Paleontologists started to research the ancestry of turtles well back in the nineteenth century, but until recently, all the fossil turtles pulled from sedimentary rock spanning vast geologic time were already finished exemplars, complete with carapace and plastron. It s indeed turtles all the way down! In the 1970s and 1980s, however, the study of evolutionary relationships was revolutionized; comparative biology went through a cladistic revolution. The search for ancestors was rejected as dilettante science; instead, the search for sister groups became all the rage. When, through evolutionary time, a species lineage splits into two, the stem species gives rise to two daughter species. These two daughter species are sister species; their respective descendants thus form sister groups. Rather than asking what was the ancestor of turtles, the question-in the aftermath of the cladistic revolution-must be, what kind of a reptile species was it that shared with the turtle lineage a common ancestor that was not also ancestral to any other reptile lineage? In other words, which lineage of reptiles is more closely related to turtles than either is to any other reptile group? To answer this question requires some foundational knowledge about the basic structure of the reptile skull and the various modifications it underwent as reptiles diversified into turtles, crocodiles, lizards, and snakes. This is because the skull, as well as other parts of the skeleton, may hold the key to understanding turtle origins. More recently, molecular data, in particular DNA data, have in large measure been adduced in the search for turtle origins. But in spite of all these efforts, the deep evolutionary history of the turtle lineage remains only dimly lit.

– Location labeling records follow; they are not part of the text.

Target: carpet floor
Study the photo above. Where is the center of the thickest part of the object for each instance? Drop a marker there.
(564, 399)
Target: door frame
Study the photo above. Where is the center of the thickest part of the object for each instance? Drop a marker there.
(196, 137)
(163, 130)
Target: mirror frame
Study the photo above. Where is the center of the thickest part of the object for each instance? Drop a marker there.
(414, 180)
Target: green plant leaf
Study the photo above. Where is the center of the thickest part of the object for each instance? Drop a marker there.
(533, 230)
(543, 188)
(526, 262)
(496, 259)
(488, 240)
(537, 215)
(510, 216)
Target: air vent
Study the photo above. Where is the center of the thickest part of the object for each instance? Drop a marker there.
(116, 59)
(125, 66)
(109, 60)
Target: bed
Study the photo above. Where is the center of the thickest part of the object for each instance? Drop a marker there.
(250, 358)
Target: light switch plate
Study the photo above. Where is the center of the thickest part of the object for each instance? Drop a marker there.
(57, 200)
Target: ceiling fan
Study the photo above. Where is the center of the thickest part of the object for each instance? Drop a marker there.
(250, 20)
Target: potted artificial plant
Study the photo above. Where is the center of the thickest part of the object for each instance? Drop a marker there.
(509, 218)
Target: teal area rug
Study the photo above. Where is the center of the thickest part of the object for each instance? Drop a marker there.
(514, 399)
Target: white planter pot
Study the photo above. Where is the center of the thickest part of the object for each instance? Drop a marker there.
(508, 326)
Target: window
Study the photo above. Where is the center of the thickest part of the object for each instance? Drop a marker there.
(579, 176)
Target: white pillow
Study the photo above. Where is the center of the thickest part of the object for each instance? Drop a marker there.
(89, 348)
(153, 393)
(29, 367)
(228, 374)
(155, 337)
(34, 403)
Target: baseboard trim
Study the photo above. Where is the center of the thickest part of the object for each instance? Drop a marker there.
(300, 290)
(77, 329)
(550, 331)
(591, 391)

Some paleontologists may still maintain that turtles are living fossils, descendants of ancient stem-reptiles that have long vanished from the surface of the earth. Other authors, working mostly with skeletal features, have argued that turtles are more closely related to the tuatara and the scaly reptiles, such as lizards and snakes, than they are related to any other reptile group, including crocodiles and birds. Researchers working with DNA data, in contrast, have found that turtles are more closely related to crocodiles and birds than they are related to any other reptile group, including the tuatara and the scaly reptiles. Although discussion and debate continue, the current situation looks like one where the experts have agreed to disagree. Beyond hard yet still inconclusive evidence, rhetoric is also at work in science. Science is not just about observation and measurement; it is also about how scientists talk about their observations and measurements. The controversial case of turtle relationships provides prime examples of how the language used by a group of scientists can guide scientific inquiry in a particular direction to the exclusion of alternative perspectives. Science, at least the kind that seeks to decipher evolutionary relationships, does not happen in the germ-free environment of a clean lab, pursued by a cold, detached, and unbiased intellect. It is instead an eminently social enterprise, collaborative and competitive at the same time.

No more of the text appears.